# Bamma12 spoilers!!!!



## AlanS (Mar 18, 2009)

*From MMAJunkie.com*



> In his first bout since a Bellator Season 7 tournament loss to Lyman Good, Jim Wallhead returned to the win column in dominant fashion with a first-round submission victory over Matt Veach.
> 
> The welterweight bout headlined Saturday's BAMMA 12 card, which aired live on AXS TV from Metro Radio Arena in the English city of Newcastle.
> 
> ...


*Anyone catch it on Channel 5* ? Pretty solid card. Mike Schavello was joined by Ken Shamrock which made it even better, production was top notch as always.*


----------



## TNT Fight Gear (Feb 26, 2013)

Got in on record. Going to watch today. Good fight night all round yesterday.


----------



## AlanS (Mar 18, 2009)

I was impressed, first time I've seen BAMMA start to finish, really good show. Any excuse to see Wallhead is good enough really.

Only problem was Ken Shamrock hinting towards the end of the show that he wanted to make a comeback. That is really something he should not be doing haha.


----------



## TNT Fight Gear (Feb 26, 2013)

Just finished watching and another impressive bamma.
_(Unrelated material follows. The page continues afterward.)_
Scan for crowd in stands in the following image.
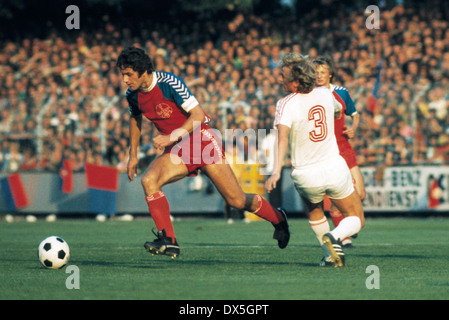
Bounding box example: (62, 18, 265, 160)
(1, 1, 449, 175)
Awesome from start to finish....ryan scope impressed after taking a pounding managing to submit newman...


----------



## AlanS (Mar 18, 2009)

I can't believe Newman stayed in Scope's guard for so long, I saw that traingle coming a mile off. Warburton/Ray was a scrappy fight, I had no idea the British title fights were only 3 rounds though I found that odd. Main Event was classic Wallhead and then some!


----------